Difference in Ranking Factors Impact on a URL vs a Domain
As you may have spotted, every graph from our study shows a noticeable spike for the second position. We promised to have a closer look at this deviation and thus added a new dimension to our study. The second edition covers the impact of the three most important factors (direct website visits, time on site and the number of referring domains) on the rankings of a particular URL, rather than just the domain that it resides on.
One would assume that the websites on the first position are the most optimized, and yet we saw that every trend line showed a drop on the first position.
We connected this deviation with branded keyword search queries. A domain will probably take the first position in the SERP for any search query that contains its branded keywords. And despite how well a website is optimized, it will rank number one anyway, so it has nothing to do with SEO efforts. This explains why ranking factors affect a SERP’s second position more than the first one.
To prove this, we decided to look at our data from a new angle: we investigated how the ranking factors impact single URLs that appear on the SERP. For each factor, we built separate graphs showing the distribution of URLs and domains across the first 10 SERP positions (please see pp. 50-54). Although the study includes graphs only for the top three most influential factors, the tendency that we discovered persists for other factors as well.
What does this mean to you as a marketer? When a domain is ranking for a branded keyword, many factors lose their influence. However when optimizing for non-branded keywords, keep in mind that the analyzed ranking factors have more influence on the positions of the particular URL than on the domain on which it resides. That means that the rankings of a specific page are more sensitive to on-page optimization, link-building efforts and other optimization techniques.

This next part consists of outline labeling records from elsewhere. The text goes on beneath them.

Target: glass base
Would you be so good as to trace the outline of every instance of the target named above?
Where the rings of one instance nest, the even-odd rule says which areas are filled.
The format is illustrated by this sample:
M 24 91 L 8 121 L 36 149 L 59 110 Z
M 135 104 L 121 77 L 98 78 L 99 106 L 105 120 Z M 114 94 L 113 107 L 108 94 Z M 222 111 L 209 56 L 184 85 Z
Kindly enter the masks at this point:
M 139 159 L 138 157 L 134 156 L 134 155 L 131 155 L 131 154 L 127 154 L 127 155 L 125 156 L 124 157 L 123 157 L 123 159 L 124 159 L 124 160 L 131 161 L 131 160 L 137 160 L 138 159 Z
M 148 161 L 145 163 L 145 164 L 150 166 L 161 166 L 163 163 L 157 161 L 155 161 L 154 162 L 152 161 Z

Conclusion: How to Use the SEMrush Ranking Factors Study
There is no guarantee that, if you improve your website’s metrics for any of the above factors, your pages will start to rank higher. We conducted a very thorough study that allowed us to draw reliable conclusions about the importance of these 17 factors to ranking higher on Google SERPs. Yet, this is just a reverse-engineering job well done, not a universal action plan — and this is what each and every ranking factors study is about. No one but Google knows all the secrets. However, here is a workflow that we suggest for dealing with our research:
Step 1. Understand which keywords you rank for — do they belong to low, medium or high search volume groups?
Step 2. Benchmark yourself against the competition: take a closer look at the methods they use to hit top 10 and at their metrics — Do they have a large scope of backlinks? Are their domains secured with HTTPS?
Step 3. Using this study, pick and start implementing the optimization techniques that will yield the best results based on your keywords and the competition level on SERPs.
Once again, we encourage you to take a closer look at our study, reconsider the E-A-T concept and get yourself a good, fact-based SEO strategy!